You could find the remainder of the Locust scripts within the locust-utils directory within the GitHub repository.
Abstract
On this submit, we mentioned how an MME can dynamically alter the compute energy assigned to every mannequin primarily based on the mannequin’s visitors sample. This newly launched characteristic is out there in all AWS Areas the place SageMaker is out there. Be aware that on the time of announcement, solely CPU cases are supported. To study extra, consult with Supported algorithms, frameworks, and cases.
Concerning the Authors
Ram Vegiraju is a ML Architect with the SageMaker Service staff. He focuses on serving to clients construct and optimize their AI/ML options on Amazon SageMaker. In his spare time, he loves touring and writing.
Qingwei Li is a Machine Studying Specialist at Amazon Net Providers. He acquired his Ph.D. in Operations Analysis after he broke his advisor’s analysis grant account and did not ship the Nobel Prize he promised. Presently he helps clients within the monetary service and insurance coverage business construct machine studying options on AWS. In his spare time, he likes studying and educating.
James Wu is a Senior AI/ML Specialist Answer Architect at AWS. serving to clients design and construct AI/ML options. James’s work covers a variety of ML use instances, with a major curiosity in laptop imaginative and prescient, deep studying, and scaling ML throughout the enterprise. Previous to becoming a member of AWS, James was an architect, developer, and expertise chief for over 10 years, together with 6 years in engineering and 4 years in advertising & promoting industries.
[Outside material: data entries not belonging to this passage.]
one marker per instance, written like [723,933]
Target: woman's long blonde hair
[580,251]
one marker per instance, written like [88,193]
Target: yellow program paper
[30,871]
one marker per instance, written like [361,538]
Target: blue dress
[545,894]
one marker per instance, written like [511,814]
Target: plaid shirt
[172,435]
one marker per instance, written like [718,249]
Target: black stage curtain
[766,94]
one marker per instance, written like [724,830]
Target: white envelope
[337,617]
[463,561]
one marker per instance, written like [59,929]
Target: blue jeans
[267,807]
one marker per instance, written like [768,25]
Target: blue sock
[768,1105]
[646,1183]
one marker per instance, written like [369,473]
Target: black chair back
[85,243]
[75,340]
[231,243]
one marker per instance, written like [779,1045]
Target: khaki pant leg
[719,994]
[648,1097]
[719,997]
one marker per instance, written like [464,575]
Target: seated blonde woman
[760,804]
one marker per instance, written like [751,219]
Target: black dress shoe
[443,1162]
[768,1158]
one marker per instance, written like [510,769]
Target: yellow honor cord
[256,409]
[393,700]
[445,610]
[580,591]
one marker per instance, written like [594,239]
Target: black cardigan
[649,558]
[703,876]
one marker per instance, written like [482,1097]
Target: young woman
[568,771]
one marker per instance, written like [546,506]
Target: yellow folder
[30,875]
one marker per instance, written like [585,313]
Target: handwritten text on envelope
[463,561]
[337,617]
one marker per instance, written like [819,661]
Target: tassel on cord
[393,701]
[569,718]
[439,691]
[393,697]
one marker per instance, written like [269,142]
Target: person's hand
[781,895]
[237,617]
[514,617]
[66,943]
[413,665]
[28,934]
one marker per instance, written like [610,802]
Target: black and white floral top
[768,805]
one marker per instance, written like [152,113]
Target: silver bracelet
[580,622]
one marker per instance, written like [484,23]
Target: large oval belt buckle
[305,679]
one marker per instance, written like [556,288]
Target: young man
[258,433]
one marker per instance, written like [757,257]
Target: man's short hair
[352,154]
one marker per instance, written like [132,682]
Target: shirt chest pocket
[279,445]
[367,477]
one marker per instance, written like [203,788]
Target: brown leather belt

Saurabh Trikande is a Senior Product Supervisor for Amazon SageMaker Inference. He’s enthusiastic about working with clients and is motivated by the aim of democratizing machine studying. He focuses on core challenges associated to deploying complicated ML functions, multi-tenant ML fashions, value optimizations, and making deployment of deep studying fashions extra accessible. In his spare time, Saurabh enjoys mountain climbing, studying about revolutionary applied sciences, following TechCrunch and spending time together with his household.
Xu Deng is a Software program Engineer Supervisor with the SageMaker staff. He focuses on serving to clients construct and optimize their AI/ML inference expertise on Amazon SageMaker. In his spare time, he loves touring and snowboarding.
Siddharth Venkatesan is a Software program Engineer in AWS Deep Studying. He at present focusses on constructing options for big mannequin inference. Previous to AWS he labored within the Amazon Grocery org constructing new fee options for patrons world-wide. Outdoors of labor, he enjoys snowboarding, the outside, and watching sports activities.
Rohith Nallamaddi is a Software program Growth Engineer at AWS. He works on optimizing deep studying workloads on GPUs, constructing excessive efficiency ML inference and serving options. Previous to this, he labored on constructing microservices primarily based on AWS for Amazon F3 enterprise. Outdoors of labor he enjoys taking part in and watching sports activities.